The practical starting point: If you are building your first RAG system and are already running PostgreSQL, start with pgvector. It handles the early stages of any RAG product without adding new infrastructure or vendor relationships. This lets you focus on what actually determines retrieval quality at this stage: your chunking strategy (how you split documents) and your embedding model — both of which matter far more than the choice of vector database at early scale. Migrate to a purpose-built vector database only when performance profiling confirms that pgvector is the actual bottleneck.
LLM APIs: When Self-Hosting Becomes Worth It#
LLM APIs are the most extreme example of the build vs. buy spectrum in AI systems. Using a hosted API (OpenAI, Anthropic, Google) is the fastest way to get started, but the cost structure — pay-per-token, where you are charged for every word sent to and received from the model — creates a compounding bill that can grow faster than your revenue.

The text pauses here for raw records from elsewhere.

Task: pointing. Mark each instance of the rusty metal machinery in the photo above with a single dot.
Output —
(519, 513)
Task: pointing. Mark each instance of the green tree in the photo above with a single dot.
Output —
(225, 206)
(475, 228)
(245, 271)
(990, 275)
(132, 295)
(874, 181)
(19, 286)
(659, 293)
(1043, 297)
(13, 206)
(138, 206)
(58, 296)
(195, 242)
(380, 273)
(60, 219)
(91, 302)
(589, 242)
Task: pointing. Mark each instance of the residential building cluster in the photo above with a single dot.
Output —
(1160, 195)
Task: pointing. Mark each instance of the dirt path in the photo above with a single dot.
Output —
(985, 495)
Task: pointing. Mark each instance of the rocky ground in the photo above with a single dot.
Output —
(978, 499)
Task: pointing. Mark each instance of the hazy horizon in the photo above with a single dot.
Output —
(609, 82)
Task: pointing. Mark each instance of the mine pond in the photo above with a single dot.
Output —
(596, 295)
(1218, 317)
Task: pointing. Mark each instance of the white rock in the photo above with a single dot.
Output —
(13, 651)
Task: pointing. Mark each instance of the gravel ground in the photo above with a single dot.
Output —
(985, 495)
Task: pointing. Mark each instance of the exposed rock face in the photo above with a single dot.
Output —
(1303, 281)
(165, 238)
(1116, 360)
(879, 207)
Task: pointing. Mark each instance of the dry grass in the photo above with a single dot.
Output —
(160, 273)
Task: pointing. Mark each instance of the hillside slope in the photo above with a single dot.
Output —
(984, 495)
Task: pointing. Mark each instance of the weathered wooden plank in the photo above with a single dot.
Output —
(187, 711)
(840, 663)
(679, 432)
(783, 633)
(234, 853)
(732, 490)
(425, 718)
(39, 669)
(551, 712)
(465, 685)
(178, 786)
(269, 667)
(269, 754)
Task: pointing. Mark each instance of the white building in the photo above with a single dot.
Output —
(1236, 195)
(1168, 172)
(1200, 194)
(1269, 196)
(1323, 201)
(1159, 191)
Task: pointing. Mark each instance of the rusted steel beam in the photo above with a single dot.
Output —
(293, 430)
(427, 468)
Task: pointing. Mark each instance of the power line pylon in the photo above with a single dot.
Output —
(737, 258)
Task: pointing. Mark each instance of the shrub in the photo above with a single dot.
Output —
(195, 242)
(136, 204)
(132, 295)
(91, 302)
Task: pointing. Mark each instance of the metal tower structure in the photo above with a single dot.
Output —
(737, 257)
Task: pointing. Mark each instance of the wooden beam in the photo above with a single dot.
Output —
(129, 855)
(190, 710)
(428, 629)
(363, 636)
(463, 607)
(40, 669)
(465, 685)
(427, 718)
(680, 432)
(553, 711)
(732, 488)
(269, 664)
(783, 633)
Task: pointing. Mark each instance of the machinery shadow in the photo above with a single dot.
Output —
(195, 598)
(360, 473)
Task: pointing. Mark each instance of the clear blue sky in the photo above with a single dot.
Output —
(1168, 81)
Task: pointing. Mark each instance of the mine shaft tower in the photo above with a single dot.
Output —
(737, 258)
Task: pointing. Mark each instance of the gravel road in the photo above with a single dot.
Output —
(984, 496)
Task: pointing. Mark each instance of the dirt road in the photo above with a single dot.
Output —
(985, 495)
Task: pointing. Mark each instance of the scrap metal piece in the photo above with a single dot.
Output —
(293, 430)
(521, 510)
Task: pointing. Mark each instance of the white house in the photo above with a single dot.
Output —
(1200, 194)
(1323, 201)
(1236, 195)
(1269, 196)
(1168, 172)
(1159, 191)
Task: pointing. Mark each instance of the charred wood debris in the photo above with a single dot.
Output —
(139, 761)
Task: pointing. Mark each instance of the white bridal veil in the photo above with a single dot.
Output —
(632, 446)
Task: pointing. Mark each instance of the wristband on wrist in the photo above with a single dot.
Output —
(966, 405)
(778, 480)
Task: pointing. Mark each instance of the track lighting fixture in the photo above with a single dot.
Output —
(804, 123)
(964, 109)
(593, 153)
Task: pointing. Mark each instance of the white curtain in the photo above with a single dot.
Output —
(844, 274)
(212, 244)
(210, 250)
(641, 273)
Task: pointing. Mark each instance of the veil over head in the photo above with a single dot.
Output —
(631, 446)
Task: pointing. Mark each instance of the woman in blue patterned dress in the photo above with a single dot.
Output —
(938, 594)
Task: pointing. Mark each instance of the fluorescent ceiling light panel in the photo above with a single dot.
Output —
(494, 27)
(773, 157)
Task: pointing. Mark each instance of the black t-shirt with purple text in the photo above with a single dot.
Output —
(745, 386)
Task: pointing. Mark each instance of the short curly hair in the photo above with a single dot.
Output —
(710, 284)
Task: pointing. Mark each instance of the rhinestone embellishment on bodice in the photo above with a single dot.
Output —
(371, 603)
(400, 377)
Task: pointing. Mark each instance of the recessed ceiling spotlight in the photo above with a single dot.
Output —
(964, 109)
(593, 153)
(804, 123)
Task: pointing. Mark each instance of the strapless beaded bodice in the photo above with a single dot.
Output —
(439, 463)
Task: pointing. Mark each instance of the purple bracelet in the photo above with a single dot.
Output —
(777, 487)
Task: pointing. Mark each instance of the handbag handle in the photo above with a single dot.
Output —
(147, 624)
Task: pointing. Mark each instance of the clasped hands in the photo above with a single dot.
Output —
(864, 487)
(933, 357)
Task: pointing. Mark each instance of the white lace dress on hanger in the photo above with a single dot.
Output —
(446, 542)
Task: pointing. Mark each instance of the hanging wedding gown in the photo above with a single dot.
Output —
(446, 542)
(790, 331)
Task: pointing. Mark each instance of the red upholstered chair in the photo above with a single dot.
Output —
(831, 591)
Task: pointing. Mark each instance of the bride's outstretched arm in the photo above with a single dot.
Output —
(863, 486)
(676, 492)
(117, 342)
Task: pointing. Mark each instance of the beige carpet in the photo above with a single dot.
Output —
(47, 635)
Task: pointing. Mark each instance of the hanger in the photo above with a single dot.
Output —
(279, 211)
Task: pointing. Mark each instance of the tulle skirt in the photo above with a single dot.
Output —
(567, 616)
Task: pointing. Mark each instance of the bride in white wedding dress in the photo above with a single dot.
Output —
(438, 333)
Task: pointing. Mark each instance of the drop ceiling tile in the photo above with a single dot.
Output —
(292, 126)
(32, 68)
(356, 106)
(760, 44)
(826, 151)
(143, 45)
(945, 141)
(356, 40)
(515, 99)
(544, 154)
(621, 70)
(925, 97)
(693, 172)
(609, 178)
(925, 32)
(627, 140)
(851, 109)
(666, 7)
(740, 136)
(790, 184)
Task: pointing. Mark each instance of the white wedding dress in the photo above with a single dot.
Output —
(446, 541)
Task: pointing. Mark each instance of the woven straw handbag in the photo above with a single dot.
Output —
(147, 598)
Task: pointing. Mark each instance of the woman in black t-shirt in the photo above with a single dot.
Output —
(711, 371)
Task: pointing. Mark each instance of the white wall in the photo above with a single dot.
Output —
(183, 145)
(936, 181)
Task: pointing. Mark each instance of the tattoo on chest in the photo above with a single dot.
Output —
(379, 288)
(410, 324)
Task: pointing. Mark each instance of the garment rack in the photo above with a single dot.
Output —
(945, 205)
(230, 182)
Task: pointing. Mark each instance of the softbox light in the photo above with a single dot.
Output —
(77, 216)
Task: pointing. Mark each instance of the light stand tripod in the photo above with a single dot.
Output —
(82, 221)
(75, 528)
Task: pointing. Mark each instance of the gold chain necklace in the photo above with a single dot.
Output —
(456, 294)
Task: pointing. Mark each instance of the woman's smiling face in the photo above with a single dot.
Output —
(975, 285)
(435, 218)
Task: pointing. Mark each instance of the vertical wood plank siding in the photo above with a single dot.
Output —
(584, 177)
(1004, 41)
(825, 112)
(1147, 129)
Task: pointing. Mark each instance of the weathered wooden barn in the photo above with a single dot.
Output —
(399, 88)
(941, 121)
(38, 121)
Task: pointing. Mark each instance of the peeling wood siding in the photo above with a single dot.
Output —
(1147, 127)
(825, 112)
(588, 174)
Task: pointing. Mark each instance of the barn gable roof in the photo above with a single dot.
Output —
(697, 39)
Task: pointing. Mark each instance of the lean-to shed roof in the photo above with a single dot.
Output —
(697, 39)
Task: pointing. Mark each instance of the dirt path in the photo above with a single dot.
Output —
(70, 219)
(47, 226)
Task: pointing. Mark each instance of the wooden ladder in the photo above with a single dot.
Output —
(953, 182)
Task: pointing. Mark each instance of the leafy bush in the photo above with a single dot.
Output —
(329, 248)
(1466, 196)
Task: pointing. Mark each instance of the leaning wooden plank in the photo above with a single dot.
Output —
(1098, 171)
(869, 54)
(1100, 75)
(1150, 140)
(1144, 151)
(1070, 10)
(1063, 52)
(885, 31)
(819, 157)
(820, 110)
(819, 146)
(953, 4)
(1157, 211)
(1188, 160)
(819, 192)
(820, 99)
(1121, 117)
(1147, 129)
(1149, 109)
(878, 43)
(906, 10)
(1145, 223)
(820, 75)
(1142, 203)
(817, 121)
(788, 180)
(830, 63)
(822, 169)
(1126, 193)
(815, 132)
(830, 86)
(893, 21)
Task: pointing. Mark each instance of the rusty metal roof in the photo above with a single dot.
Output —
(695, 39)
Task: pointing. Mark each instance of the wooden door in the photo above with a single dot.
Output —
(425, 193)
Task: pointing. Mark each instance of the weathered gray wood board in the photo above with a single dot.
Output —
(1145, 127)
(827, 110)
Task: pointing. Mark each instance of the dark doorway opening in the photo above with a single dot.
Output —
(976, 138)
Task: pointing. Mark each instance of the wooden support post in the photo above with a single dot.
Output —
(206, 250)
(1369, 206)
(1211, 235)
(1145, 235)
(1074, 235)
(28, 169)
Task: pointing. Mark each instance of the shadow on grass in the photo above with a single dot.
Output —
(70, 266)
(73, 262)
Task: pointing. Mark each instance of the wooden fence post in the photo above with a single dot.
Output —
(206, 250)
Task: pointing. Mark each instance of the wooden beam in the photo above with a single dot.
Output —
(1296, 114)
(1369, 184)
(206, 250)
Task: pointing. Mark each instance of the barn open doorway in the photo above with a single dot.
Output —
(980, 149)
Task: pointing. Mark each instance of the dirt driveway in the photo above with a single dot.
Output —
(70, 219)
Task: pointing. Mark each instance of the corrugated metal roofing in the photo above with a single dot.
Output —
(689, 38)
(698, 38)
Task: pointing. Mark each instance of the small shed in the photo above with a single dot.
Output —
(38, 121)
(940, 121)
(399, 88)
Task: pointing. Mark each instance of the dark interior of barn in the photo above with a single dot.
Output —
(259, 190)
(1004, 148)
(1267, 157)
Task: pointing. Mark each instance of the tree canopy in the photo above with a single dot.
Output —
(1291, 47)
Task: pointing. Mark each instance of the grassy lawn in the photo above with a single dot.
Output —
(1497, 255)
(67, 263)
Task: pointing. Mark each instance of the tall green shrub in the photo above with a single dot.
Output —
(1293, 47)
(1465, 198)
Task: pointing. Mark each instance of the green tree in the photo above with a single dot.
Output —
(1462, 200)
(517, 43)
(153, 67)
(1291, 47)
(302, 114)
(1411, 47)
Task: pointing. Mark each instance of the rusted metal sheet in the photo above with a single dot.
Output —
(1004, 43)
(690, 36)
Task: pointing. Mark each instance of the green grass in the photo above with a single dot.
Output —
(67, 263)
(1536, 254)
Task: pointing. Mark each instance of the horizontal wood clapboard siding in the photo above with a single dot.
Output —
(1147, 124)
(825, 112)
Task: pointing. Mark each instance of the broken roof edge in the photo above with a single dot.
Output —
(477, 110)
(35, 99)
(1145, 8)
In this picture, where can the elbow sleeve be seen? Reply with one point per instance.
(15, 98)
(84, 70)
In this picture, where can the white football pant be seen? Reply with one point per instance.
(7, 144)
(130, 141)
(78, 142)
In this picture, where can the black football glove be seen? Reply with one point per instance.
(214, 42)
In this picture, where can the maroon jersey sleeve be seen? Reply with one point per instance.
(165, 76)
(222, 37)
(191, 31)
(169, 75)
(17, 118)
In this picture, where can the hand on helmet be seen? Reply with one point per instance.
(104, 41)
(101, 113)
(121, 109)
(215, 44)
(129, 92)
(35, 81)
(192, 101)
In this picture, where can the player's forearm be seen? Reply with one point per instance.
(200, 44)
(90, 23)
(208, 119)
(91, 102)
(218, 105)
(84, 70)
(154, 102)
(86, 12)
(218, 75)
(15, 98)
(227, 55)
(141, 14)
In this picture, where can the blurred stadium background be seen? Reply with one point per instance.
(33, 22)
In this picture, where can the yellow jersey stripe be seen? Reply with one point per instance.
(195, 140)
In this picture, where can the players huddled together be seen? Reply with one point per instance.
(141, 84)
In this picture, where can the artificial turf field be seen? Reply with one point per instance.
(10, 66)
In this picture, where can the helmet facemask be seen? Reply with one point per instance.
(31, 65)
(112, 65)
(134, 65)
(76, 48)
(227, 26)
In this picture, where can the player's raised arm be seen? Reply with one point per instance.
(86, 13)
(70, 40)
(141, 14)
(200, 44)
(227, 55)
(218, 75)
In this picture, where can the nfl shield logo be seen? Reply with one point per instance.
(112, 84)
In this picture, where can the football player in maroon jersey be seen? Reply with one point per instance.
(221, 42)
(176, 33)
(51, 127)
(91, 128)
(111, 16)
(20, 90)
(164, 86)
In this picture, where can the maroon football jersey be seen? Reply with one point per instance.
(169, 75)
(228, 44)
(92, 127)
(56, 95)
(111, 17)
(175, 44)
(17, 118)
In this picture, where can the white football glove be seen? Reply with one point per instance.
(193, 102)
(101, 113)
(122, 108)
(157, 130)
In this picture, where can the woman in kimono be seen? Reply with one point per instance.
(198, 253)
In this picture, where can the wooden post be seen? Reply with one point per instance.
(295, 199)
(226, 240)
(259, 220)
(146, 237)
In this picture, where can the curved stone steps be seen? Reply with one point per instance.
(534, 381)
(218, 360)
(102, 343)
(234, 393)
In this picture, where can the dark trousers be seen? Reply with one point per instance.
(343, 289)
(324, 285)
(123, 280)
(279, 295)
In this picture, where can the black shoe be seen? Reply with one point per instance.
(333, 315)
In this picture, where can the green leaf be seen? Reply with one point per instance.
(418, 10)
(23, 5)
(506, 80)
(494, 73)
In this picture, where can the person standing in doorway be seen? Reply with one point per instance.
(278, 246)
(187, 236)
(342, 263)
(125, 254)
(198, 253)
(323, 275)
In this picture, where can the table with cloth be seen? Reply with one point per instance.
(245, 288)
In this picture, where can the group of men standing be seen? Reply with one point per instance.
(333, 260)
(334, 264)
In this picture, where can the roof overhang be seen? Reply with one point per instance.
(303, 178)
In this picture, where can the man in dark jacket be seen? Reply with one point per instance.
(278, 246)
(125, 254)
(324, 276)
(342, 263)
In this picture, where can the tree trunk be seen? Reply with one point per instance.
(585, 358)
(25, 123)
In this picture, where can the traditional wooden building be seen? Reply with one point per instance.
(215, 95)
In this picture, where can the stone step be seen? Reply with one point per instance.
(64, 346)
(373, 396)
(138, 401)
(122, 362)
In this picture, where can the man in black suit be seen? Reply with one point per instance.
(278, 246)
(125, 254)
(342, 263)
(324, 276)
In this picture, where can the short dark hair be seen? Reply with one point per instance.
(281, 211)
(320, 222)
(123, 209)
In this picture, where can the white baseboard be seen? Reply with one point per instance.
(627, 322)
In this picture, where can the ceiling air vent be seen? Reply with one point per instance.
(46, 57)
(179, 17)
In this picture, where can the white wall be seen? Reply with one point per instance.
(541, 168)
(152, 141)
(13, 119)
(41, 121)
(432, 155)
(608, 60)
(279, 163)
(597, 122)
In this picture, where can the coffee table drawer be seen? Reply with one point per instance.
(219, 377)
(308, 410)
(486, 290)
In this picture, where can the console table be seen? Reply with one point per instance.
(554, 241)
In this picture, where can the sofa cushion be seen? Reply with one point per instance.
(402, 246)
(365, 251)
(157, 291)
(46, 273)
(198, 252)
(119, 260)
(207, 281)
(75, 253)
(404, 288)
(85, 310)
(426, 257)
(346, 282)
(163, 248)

| Scenario | Recommended Approach | Why |
|---|---|---|
| Under 100k daily requests, under $50k/yr projected | Hosted API (Claude Haiku, GPT-5.4 Mini) | Operational simplicity far outweighs cost premium at this scale |
| 100k–2M daily requests | Hybrid: route simple requests to cheaper models, complex to premium | GPT-5.4 Mini at $0.75/1M input tokens is 3× cheaper than GPT-5.4; most requests don't need the expensive model |
| Strict data privacy (HIPAA, classified, financial PII) | Self-hosted open-weight model | Data cannot leave your infrastructure; regulatory requirement overrides cost optimization |
| Over 2M tokens/day with stable request patterns | Self-hosted open-weight model (Llama 3, Mistral) | Cost per token is 100–400× lower at full GPU utilization; cost justifies GPU infrastructure investment |
The compounding cost problem is real. A pattern observed across many teams: LLM API spend grows from $15,000 to $60,000 per month in three months as the product scales, without any obvious trigger. The fix is rarely to self-host everything — it is to implement model routing, the practice of automatically directing each request to the most cost-appropriate model based on its complexity. Route routine classification and summarization to Claude Haiku or GPT-5.4 Mini (the fast, inexpensive models). Route complex multi-step reasoning to the premium model. Batch non-latency-sensitive workloads for processing during off-peak hours. Teams that apply this consistently report monthly cost reductions of 70–80% with no measurable change in user-perceived quality.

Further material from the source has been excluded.